Since in RSACryptoServiceProvider#Encrypt() a true is passed in the 2nd parameter, OAEP is used as padding and SHA-1 for the OAEP and the MGF1 digest, ie the decryption is to be performed in Java eg with:

import java.nio.charset.StandardCharsets;
import java.security.spec.MGF1ParameterSpec;
import java.util.Base64;
import javax.crypto.Cipher;
import javax.crypto.spec.OAEPParameterSpec;
import javax.crypto.spec.PSource;
...
Cipher cipher = Cipher.getInstance("RSA/ECB/OAEPPadding");
OAEPParameterSpec oaepParameterSpec = new OAEPParameterSpec("SHA-1", "MGF1", MGF1ParameterSpec.SHA1, PSource.PSpecified.DEFAULT);
cipher.init(Cipher.ENCRYPT_MODE, key, oaepParameterSpec);
byte[] ciphertext = cipher.doFinal("test".getBytes(StandardCharsets.UTF_8));
System.out.println(Base64.getEncoder().encodeToString(ciphertext));

Note that X509EncodedKeySpec() expects a DER encoded X.509/SPKI key, ie PEM_KEY must not contain the PEM encoded key, but only the Base64 encoded body (ie without header, without footer and without line breaks).

Note also that OAEP is a probabilistic padding, ie the ciphertext is different for each encryption even for the same input data. For this reason, the ciphertexts of both codes will not match, even with identical input data, which is not a malfunction.

---

A test is possible with the following C# code:

using System;
using System.Security.Cryptography;
using System.Text;
...
string xmlKeyPriv = "<private key in XML format>";
RSACryptoServiceProvider cipherDec = new RSACryptoServiceProvider();
cipherDec.FromXmlString(xmlKeyPriv);

byte[] ciphertext = Convert.FromBase64String("<Base64 encoded ciphertext>");
byte[] decrypted = cipherDec.Decrypt(ciphertext, true);
Console.WriteLine(Encoding.UTF8.GetString(decrypted));

This code decrypts the ciphertext of the C# code as well as the ciphertext of the Java code.

---

EDIT:
Regarding the key import in the Java code mentioned in your comment: As explained above, PEM_KEY contains only the Base64 encoded body of the PEM key without line breaks.
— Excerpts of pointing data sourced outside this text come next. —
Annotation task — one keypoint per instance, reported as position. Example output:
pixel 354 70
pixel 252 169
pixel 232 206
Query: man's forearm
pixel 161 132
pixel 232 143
Apart from that, the key import matches your code:

import java.security.KeyFactory;
import java.security.PublicKey;
...
private static String PEM_KEY = "MIIBIjANB...IDAQAB"
...
PublicKey key = KeyFactory.getInstance("RSA").generatePublic(getX509Key());

Regarding the exception NoSuchAlgorithmException: RSA/ECB/PKCS1Padding KeyFactory not available : This is thrown if the padding is specified in addition to the algorithm when the KeyFactory object is created, eg if RSA/ECB/PKCS1Padding is passed instead of RSA in getInstance() . In contrast, padding should be specified when instantiating the Cipher object, eg RSA/ECB/PKCS1Padding should be passed instead of RSA . If only the algorithm is specified here, a provider-dependent default value would be used for the padding, which should be avoided. Note that PKCS1Padding denotes PKCS#1 v1.5 padding and does not correspond to OAEP used in the C# code.